Blair Waldorf Must Pie

Season One, Episode NineWhen it comes to Gossip Girl Thanksgiving episodes, the original is always the best. Blair Waldorf Must Pie (a play on John Tucker Must Die, which, incidentally, starred Lonely Boy himself, Penn Badgley) gives us fuzzy flashbacks to the previous year's Thanksgiving, with snapshots of Serena's party girl days and Blair's bulimia, but the present is anything but drama free – and the parents are, in the main, the ones wreaking emotional havoc. Blair is upset with her father's holiday no-show, which triggers her disordered eating, while Nate is grappling with the revelation that the dad he hero-worships has been embezzling money; later in the episode, he's hospitalised after an overdose. The prize for the most awkward Thanksgiving dinner of the whole show, though, has to go to the Humphreys' sit-down with the van der Woodsens in Rufus's Brooklyn loft.
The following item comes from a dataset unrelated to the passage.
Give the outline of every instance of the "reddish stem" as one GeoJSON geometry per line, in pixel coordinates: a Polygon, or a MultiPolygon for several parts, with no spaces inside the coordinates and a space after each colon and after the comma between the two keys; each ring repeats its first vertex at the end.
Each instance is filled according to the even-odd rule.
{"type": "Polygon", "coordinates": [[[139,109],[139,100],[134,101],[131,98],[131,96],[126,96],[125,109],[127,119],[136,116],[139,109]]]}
Dan and Jenny's mother is in town, after an unexplained absence, and her animosity towards Lily van der Woodsen is making the dinner table atmosphere distinctly frosty. It soon comes out, as such things tend to do, that Rufus and Lily have romantic history – and that they kissed at Eleanor Waldorf's party the previous week. Naturally, Serena and Dan are pretty appalled that their parents used to be a thing: cue a frantic discussion between Eric and Jenny about whether they might actually be related. It's a level of awkward that even Rufus's many, many plates of waffles can't salvage. The younger generation head out to a diner for a makeshift Thanksgiving, joined by Blair and, later, Lily, putting all the drama to one side to eat fries and play happy families for the rest of the day. It's the lowest key van der Woodsen Thanksgiving we'll see – and it's probably the one we'd most like to attend ourselves.